Ainsi parlait Antonin Brocard, poète à ses heures et commandant le groupe de combat « Cigognes », célèbre par ses exploits au cours de la Grande Guerre. Né le 14 novembre 1885 à Biol en Isère, ce fils d’instituteur grandit sur les terres froides du Dauphiné et développe très tôt un goût prononcé pour tout ce qui vole. Doté d’une robuste constitution physique, il gravit les montagnes avec aisance, joignant le plaisir des ascensions à une autre passion qu’il découvre entre deux foulées : la chasse. Il acquiert très vite une justesse de coup d’œil et cette précision de tir qui, plus tard, le serviront dans une chasse infiniment plus dangereuse que celle du chamois ou du coq de bruyère. Ses activités ne le détournent pas des études sérieuses auxquelles l’incitent ses parents. Ceux-ci ont obtenu une bourse pour qu’Antonin puisse préparer Saint-Cyr. Pour ce garçon attaché au terroir, marqué par les caractères de cette race forte des « brûleurs de loups », aucun métier n’est plus beau que celui des armes, un métier qui lui permettra de défendre, éventuellement, cette terre qu’il aime tant. Il intègre la fameuse école en octobre 1905 et en sort le 17 août 1907, au rang respectable de 81e sur 277 élèves classés. Les notes du capitaine de l’école mentionnent une conduite parfaite, une belle tenue, une intelligence très vive, un caractère sérieux et énergique, ainsi qu’un zèle inlassable. L’appréciation globale du général commandant l’école résume toutes les qualités de l’élève Brocard qui laissent présager une belle carrière militaire. Le sous-lieutenant est alors affecté au 30e régiment d’infanterie d’Annecy. Une aubaine pour cet alpiniste intrépide ! À l’époque, l’aviation naissante laisse entrevoir de belles perspectives pour ce montagnard qui aspire aux larges espaces. Brocard s’y intéresse de près et n’a bientôt plus qu’une obsession : voler. En octobre 1911, il passe au 144e régiment d’infanterie puis est détaché dans l’aéronautique, à l’école d’aviation de Pau. Il obtient son brevet d’aviateur en juillet 1912, puis est désigné comme moniteur à Reims. Il se consacre à la formation de ses élèves sans pour autant négliger son propre entraînement. En 1913, il bat deux records d’altitude à bord d’un Deperdussin puis accomplit le premier Tour de France aérien.

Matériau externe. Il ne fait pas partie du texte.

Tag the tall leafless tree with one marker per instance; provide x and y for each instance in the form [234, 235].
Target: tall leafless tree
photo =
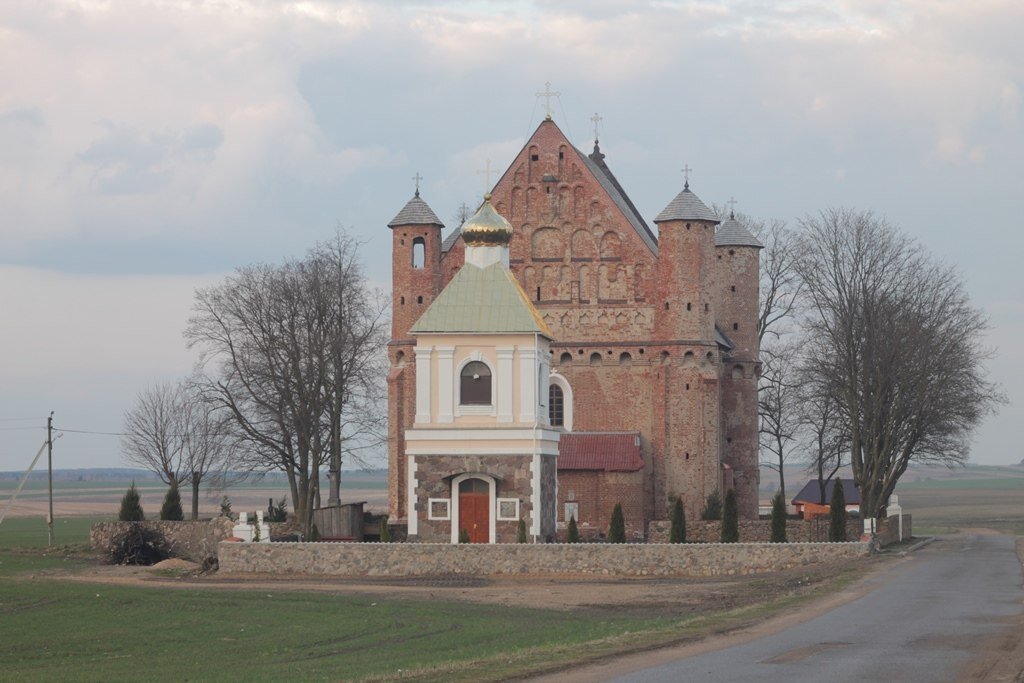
[295, 355]
[153, 432]
[904, 348]
[778, 407]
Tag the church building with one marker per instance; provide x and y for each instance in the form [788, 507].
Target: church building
[571, 360]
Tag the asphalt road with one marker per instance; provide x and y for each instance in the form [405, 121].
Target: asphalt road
[919, 625]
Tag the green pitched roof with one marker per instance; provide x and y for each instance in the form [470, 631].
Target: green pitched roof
[481, 300]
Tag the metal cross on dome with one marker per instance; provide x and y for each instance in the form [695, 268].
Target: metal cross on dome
[548, 94]
[596, 119]
[686, 176]
[485, 172]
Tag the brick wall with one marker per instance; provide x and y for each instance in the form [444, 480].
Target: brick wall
[600, 559]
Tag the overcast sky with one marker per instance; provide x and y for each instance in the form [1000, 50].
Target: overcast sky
[148, 147]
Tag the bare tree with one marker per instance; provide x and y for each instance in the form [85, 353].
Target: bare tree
[153, 432]
[205, 438]
[778, 407]
[295, 355]
[903, 348]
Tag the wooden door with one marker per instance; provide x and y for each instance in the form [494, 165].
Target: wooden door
[474, 510]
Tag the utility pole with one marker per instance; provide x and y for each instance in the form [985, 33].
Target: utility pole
[49, 462]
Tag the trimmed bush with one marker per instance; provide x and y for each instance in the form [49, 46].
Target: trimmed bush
[171, 509]
[573, 531]
[131, 508]
[778, 518]
[138, 544]
[730, 518]
[713, 508]
[837, 514]
[677, 529]
[616, 529]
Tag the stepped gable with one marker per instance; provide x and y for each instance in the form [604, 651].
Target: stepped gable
[481, 300]
[734, 233]
[416, 212]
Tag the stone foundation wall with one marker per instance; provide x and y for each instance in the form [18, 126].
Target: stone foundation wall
[756, 530]
[384, 559]
[196, 541]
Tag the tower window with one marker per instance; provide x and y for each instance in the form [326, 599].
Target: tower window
[474, 384]
[556, 406]
[419, 252]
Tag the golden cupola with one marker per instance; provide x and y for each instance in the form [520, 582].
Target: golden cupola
[486, 227]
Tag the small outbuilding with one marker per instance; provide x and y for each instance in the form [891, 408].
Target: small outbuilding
[809, 502]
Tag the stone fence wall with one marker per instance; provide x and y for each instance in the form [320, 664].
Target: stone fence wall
[412, 559]
[196, 541]
[755, 530]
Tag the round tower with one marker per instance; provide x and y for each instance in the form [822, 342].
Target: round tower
[685, 263]
[737, 283]
[416, 257]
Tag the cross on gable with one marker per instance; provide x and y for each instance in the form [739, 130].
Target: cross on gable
[548, 93]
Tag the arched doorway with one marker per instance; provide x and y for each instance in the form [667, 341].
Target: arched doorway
[474, 509]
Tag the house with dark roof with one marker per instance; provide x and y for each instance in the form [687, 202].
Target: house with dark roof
[810, 502]
[650, 342]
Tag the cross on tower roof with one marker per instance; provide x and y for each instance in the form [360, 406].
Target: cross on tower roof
[485, 172]
[596, 119]
[548, 94]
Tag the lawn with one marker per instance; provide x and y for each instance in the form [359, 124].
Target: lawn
[54, 630]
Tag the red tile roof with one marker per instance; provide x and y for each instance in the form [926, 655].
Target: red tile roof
[611, 452]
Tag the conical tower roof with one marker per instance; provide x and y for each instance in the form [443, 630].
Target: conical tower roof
[416, 212]
[686, 206]
[734, 233]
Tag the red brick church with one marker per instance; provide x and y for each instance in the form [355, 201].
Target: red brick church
[653, 345]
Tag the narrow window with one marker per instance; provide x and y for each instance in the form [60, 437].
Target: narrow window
[419, 252]
[556, 406]
[474, 384]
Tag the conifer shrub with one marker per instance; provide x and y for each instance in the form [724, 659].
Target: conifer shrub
[616, 529]
[837, 514]
[171, 509]
[573, 531]
[131, 507]
[677, 528]
[778, 518]
[730, 518]
[713, 508]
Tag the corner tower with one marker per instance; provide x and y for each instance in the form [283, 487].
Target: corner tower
[416, 253]
[736, 300]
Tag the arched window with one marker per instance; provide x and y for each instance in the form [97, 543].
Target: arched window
[556, 406]
[419, 252]
[474, 384]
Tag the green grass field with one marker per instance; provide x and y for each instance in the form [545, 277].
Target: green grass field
[53, 630]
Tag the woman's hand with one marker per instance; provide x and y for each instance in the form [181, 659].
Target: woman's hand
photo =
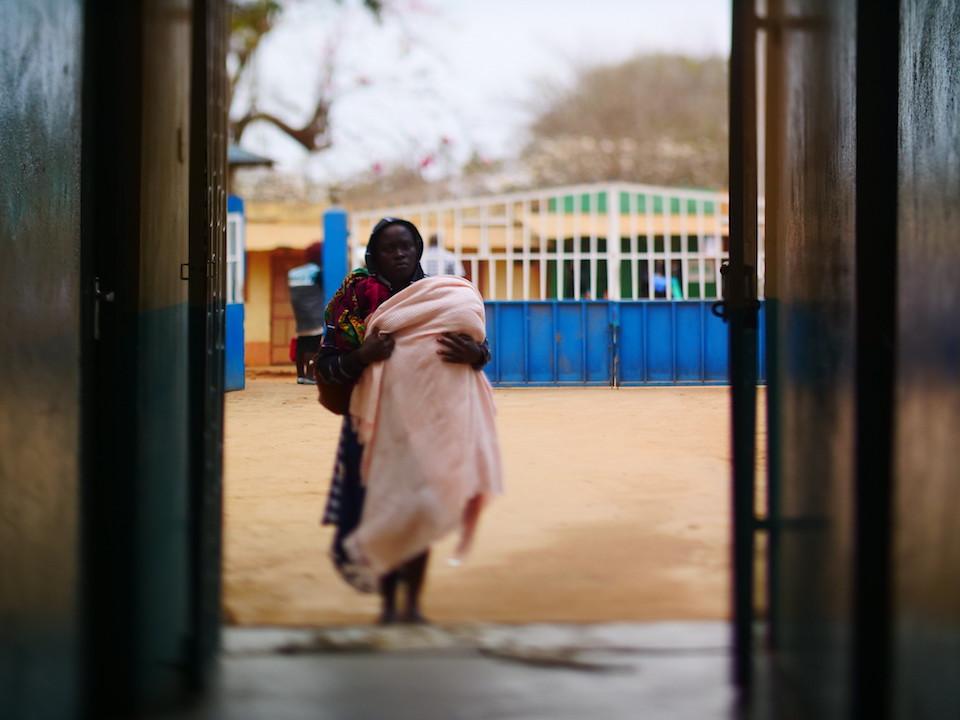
[378, 346]
[460, 348]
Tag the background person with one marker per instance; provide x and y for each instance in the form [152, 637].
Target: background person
[306, 296]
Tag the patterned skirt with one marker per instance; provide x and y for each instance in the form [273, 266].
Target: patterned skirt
[345, 507]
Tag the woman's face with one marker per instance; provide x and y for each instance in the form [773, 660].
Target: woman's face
[396, 254]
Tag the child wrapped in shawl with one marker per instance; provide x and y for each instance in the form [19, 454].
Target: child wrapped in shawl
[392, 259]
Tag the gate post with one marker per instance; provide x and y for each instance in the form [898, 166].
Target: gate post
[613, 243]
[335, 251]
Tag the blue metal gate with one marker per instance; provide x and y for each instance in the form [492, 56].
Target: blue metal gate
[585, 342]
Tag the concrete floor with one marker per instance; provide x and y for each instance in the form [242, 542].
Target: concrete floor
[668, 671]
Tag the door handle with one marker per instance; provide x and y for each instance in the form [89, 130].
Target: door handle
[99, 296]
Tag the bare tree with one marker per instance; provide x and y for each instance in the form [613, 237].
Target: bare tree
[656, 118]
[251, 21]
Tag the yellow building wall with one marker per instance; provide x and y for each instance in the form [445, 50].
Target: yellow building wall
[256, 321]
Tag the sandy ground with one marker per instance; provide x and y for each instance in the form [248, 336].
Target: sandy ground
[616, 509]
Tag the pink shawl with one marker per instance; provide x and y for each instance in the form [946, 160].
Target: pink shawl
[431, 455]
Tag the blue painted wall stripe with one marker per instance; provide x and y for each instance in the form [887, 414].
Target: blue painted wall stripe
[569, 342]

Le 1er août 1914, alors que la guerre éclate en Europe, il est affecté à la D6, une escadrille de reconnaissance stationnée à Mézières. Son sang-froid, son audace et ses qualités de chef lui valent d’être cité à l’ordre de l’armée et d’être nommé chevalier de la Légion d’honneur le 3 décembre 1914. La première victoire aérienne de Frantz et Quénault bouleverse rapidement les missions dévolues à l’aéronautique. Désormais, l’avion sert à reconnaître et à chasser. Promu au grade de capitaine le 21 mars 1915, Antonin Brocard prend le commandement de l’escadrille 3, dotée de Morane-Saulnier. Sous ses ordres, la MS3 se distingue par ses reconnaissances à longue distance, ses missions photographiques ou ses barrages sur les lignes pour empêcher toute incursion ennemie sur les tranchées. Lorsque les Nieuport remplace les Morane-Saulnier, le jeune capitaine organise la N3 pour la spécialiser dans la chasse. Il choisit ses pilotes selon des critères très sélectifs et apporte un soin tout particulier à leur entraînement intensif, sans cesse amélioré en fonction des enseignements recueillis au cours des combats journaliers. Le 3 juillet 1915, Brocard obtient sa première victoire en abattant un Albatros. Le 28 août , il réitère son exploit en attaquant, au-dessus de la forêt d’Hallatte, le premier avion venu bombarder Paris.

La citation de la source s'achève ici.